Tujuan umum (TPTII) membangun hutan tropis lestari dinamis, dengan ciri peningkatan
potensi dan fungsi hutan baik dari segi kualitas dan kuantitas dari satu rotasi tebang ke rotasi
berikutnya. Adapun tujuan khusus silin (TPTII) membangun hutan sebagai transisi menuju
hutan tanaman meranti dan untuk menjamin fungsi hutan yang optimal. Adapun tahapan
kegiatan silin (TPTII) antara lain :
1. Penataan areal
2. Risalah hutan
3. Pembukaan wilayah hutan
4. Pengadaan bibit
5. Penyiapan lahan (tebang penyiapan lahan dan pembuatan jalur tanam)
6. Penanaman
7. Pemeliharaan tanaman (penyiangan/pemulsaan I s/d X, penyulaman I dan II, pemupukan
awal dan lanjutan, pembebasan vertikal I dan II dan penjarangan I dan II)
8. Perlindungan tanaman
9. Penelitian dan pengembangan
10. Pemanenan kayu.
E. TEBANG RUMPANG (TP)
Sistem silvikultur tebang rumpang diperkenalkan di Indonesia pertama kali oleh APS
Sagala (1991) dari Balai Teknologi Reboisasi (BTR) Banjarbaru. Sistem ini merupakan
sinergitas dari monocyclic dan polycyclic system. Penebangan dalam rumpang dilakukan
secara menyeluruh dengan sistem tebang habis mirip dengan monocyclic system. Tegakan utuh
atau kantong pelestarian yang ditinggalkan disamping rumpang yang dipergunakan untuk
lokasi penebangan pada siklus berikutnya mirip dengan polycyclic system. Berikut merupakan
prinsip-prinsip tebang rumpang.
1. Sistem silvikultur tebang rumpang dilakukan pada tegakan tidak seumur (unevenaged
stands)
2. Teknik pemanenan dengan tebang kelompok (rumpang) secara teratur dan tersusun
dalam satu jaringan jalan sarad (yang menuju ke satu TPn)

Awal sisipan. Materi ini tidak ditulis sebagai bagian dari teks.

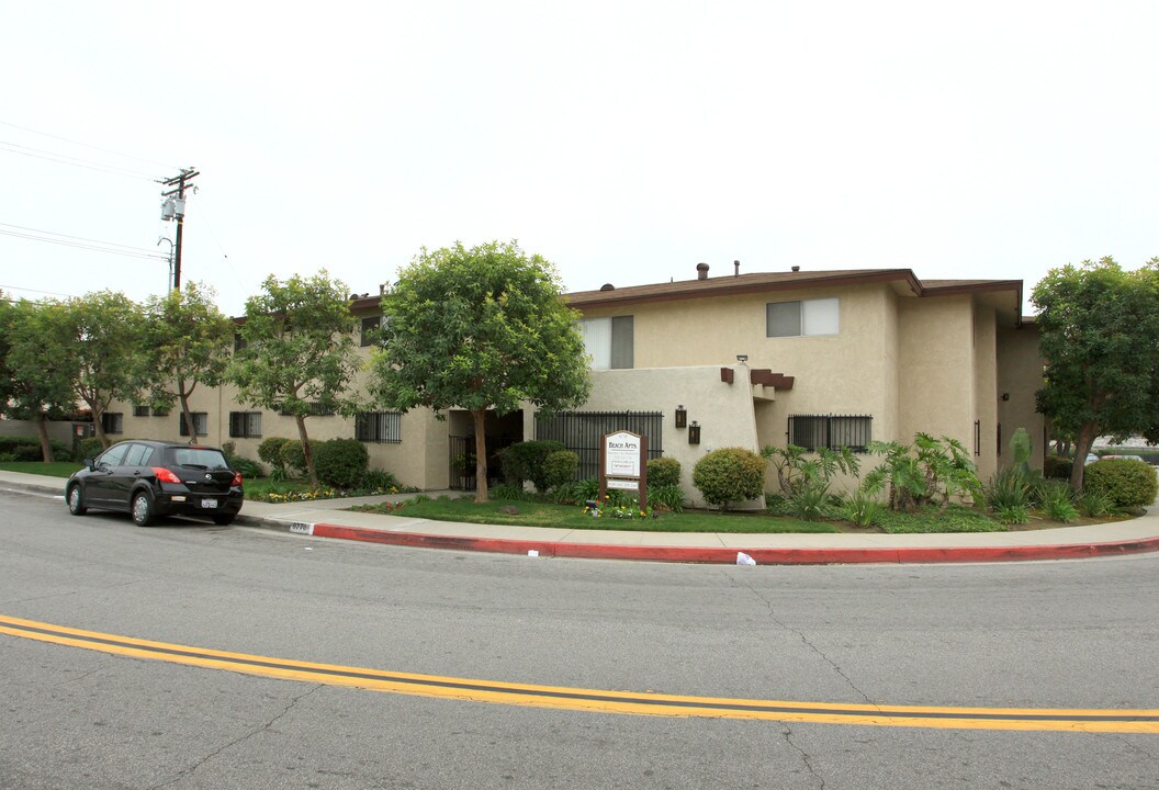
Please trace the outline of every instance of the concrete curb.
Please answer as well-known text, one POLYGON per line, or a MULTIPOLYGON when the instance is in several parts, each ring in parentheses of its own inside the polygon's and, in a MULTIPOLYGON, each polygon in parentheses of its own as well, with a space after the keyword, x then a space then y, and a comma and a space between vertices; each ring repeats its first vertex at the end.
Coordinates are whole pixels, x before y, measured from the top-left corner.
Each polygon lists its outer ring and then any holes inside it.
MULTIPOLYGON (((285 526, 285 525, 282 525, 285 526)), ((387 532, 337 524, 299 524, 291 532, 314 537, 362 541, 384 546, 424 549, 520 554, 538 551, 540 557, 574 559, 633 559, 735 565, 744 551, 764 565, 847 565, 847 564, 927 564, 1026 562, 1035 559, 1086 559, 1159 551, 1159 537, 1103 543, 1060 543, 1018 547, 898 547, 898 548, 709 548, 687 546, 617 546, 568 543, 563 541, 466 537, 416 532, 387 532)))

3. Unit manajemen terkecil adalah TPn
4. Rumpang sebagai unit perlakuan silvikultur
5. Mempertahankan keanekaragaman hayati
6. Menciptakan ruang tumbuh optimal bagi permudaan
Tujuan penebangan rumpang adalah peningkatan produktivitas tegakan tidak seumur
melalui tebang dalam kelompok dan memanfaatkan ruang tumbuh dalam rumpang untuk
meningkatkan riap dalam rangka memperoleh panenan yang lestari pada hutan alam produksi
bekas tebangan di areal IUPHHK atau KPHP. Berdasarkan Peraturan Dirjen BPK No.

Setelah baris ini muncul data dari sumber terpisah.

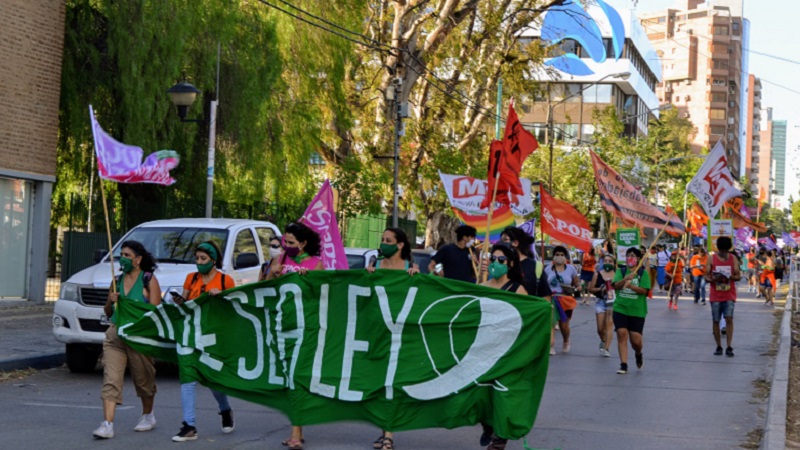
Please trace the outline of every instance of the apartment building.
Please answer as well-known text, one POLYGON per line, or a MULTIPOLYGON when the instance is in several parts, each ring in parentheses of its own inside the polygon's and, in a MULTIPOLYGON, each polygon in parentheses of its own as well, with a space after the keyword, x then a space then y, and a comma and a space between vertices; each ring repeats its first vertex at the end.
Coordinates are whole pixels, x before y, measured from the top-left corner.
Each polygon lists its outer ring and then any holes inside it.
POLYGON ((542 143, 548 142, 549 105, 555 143, 568 147, 592 142, 593 114, 609 105, 628 136, 647 135, 650 119, 658 118, 661 64, 655 50, 632 11, 599 3, 550 10, 521 35, 523 45, 541 40, 554 46, 547 70, 533 75, 543 89, 517 102, 523 126, 542 143))
POLYGON ((64 0, 0 7, 0 299, 44 302, 64 0))
POLYGON ((763 110, 761 127, 761 145, 758 157, 758 191, 766 194, 765 201, 770 205, 772 204, 772 179, 774 178, 774 169, 772 167, 772 108, 763 110))
POLYGON ((662 60, 663 81, 656 93, 694 123, 695 152, 721 140, 731 172, 745 174, 745 141, 753 132, 747 126, 747 59, 742 53, 749 22, 741 17, 741 1, 677 3, 639 16, 662 60))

P.9/VI/BPHA/2009 tahapan tebang rumpang adalah
1. Penataan Areal Kerja (PAK)
2. Pembukaan Wilayah Hutan (PWH)
3. Risalah Rumpang
4. Pembuatan rumpang
5. Pembinaan rumpang
6. Pemanenan
7. Perlindungan dan Pengamanan Hutan
F. TEBANG HABIS DENGAN PERMUDAAN BUATAN
Sistem silvikultur (THPB) mengandalkan pada hasil penanaman karena lebih mudah
pengelolaannya. Sistem ini menyederhanakan ekosistem hutan sehingga komponen yang
dikelola menjadi lebih sedikit dan kegiatan difokuskan pada pertumbuhan dan hasil tanaman.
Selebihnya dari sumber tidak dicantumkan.